This technique is called LICA, which stands for light-induced capacitance alteration. It addresses the reliability issues for 2.5D/3D devices in a non-destructive and cost-effective manner at the wafer level.

For some time, the industry has been developing 2.5D/3D stacked die using interposers and TSVs. In the process flow, however, the TSVs may end up with opens and shorts, sometimes referred to as faults.

To find the problem, the industry requires an assortment of failure analysis methodologies. Failure analysis makes use of analytical tests to understand issues or problems in the flow. It is used to boost the quality and reliability of a chip or a package.

Generally, for failure analysis, the industry uses microscopy and X-ray tools, but many of these are destructive techniques. There are several non-destructive techniques, such as magnetic field imaging, lock-in thermography and electro-optical terahertz pulse reflectometry, according to Imec.

These tool types are expensive and not available in many labs, however. To address the need for a cost-effective failure analysis technique, Imec has devised LICA. LICA requires a scanning laser microscope, a probing station and a capacitance meter, according to Imec.

LICA utilizes the effect of light on TSV capacitance, which locates or pinpoints defects on the device.

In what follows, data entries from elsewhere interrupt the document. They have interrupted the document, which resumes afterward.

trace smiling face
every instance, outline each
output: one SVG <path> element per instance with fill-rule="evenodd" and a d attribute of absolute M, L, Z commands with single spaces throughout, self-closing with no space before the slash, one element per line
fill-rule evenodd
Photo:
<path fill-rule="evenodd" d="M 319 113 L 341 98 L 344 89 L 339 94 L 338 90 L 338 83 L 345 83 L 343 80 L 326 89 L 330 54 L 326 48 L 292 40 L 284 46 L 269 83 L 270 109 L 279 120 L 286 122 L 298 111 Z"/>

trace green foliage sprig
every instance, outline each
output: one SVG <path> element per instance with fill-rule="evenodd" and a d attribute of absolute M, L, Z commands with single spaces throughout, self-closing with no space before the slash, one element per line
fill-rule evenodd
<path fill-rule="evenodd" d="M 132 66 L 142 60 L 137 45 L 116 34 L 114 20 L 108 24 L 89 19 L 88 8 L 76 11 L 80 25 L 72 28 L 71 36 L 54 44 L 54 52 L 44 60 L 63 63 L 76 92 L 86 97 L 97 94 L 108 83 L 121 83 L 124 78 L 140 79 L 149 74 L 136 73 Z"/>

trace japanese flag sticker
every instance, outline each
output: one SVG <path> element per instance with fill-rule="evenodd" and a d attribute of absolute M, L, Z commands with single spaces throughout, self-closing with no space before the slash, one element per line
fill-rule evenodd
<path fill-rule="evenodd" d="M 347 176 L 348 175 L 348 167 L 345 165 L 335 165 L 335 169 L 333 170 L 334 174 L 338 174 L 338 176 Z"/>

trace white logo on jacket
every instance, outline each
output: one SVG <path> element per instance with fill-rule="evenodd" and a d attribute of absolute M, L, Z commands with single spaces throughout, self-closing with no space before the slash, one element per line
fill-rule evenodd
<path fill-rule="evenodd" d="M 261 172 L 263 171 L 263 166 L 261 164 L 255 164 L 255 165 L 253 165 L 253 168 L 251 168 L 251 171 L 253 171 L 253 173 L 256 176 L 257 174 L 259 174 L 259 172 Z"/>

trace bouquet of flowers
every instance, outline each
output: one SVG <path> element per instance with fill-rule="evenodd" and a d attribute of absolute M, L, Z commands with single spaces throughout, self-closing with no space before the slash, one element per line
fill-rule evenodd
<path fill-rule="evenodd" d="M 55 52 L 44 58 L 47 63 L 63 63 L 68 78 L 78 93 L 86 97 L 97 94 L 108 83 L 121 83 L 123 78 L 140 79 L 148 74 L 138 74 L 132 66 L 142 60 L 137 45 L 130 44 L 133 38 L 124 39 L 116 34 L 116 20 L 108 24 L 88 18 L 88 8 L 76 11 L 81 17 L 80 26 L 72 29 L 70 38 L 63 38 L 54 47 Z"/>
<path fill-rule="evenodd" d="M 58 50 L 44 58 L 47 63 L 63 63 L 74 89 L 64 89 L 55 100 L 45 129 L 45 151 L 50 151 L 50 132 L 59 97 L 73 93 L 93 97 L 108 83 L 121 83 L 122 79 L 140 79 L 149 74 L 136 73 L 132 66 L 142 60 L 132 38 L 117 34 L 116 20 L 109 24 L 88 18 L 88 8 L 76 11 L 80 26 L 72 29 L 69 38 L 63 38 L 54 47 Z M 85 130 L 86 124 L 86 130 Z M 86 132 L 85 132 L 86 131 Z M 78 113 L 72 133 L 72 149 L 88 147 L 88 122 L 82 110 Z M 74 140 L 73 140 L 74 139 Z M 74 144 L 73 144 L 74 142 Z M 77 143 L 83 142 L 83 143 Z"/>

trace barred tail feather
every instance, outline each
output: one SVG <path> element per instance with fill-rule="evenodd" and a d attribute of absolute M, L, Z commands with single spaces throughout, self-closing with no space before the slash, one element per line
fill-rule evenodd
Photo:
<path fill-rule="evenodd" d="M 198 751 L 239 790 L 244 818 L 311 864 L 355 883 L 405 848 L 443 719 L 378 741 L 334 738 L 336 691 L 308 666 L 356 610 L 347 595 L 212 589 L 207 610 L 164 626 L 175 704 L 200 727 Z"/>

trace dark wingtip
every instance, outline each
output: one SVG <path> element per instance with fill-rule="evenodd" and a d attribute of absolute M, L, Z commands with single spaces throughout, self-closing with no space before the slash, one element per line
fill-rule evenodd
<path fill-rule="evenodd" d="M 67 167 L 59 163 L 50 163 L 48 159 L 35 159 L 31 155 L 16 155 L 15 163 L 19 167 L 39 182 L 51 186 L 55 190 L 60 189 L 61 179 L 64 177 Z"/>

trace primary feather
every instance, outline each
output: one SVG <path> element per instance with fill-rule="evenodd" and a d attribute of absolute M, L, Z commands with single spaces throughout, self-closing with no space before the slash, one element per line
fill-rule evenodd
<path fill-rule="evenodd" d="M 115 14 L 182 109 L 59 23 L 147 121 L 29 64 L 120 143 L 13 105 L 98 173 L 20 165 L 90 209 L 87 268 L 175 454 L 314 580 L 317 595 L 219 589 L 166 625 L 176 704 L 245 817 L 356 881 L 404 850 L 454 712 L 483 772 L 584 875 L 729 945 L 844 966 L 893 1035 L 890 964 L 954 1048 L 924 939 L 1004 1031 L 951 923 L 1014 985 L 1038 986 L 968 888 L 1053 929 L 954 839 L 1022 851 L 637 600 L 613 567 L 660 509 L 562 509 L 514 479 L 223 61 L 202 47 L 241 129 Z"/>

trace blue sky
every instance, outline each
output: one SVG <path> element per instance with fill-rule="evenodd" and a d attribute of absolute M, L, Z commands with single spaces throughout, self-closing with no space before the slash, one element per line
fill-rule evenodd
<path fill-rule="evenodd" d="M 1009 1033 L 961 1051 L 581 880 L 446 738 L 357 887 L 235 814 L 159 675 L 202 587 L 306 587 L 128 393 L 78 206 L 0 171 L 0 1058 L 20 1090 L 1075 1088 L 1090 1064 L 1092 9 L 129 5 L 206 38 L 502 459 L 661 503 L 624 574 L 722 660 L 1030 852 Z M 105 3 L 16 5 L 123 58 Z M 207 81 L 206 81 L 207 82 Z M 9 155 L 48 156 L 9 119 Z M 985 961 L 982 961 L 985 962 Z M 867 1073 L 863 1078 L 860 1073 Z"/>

In other words, the electrical capacitance of the TSV changes when the structure is illuminated with light or a photocapacitance.

In operation, a scanning focused laser beam hits a 2.5D/3D TSV structure. A light-induced change in electrical capacitance is measured. The location of the defect is marked when a change in the capacitance is seen.

“By scanning the focused laser beam over the chain, and applying a differential capacitance measurement technique, Imec researchers have been able to successfully localize the open defect in the structure down to a single TSV. The required measurement time to localize the defect was less than five minutes. We expect that the analysis time can further be reduced to less than one minute by instrumentation optimization,” said Imec postdoctoral researcher Kristof J.P. Jacobs, in the R&D organization’s monthly publication.

Nanowire sensors
Using a nanowire process, a European R&D project has developed a new pressure-based fingerprint sensor technology for high security and ID applications.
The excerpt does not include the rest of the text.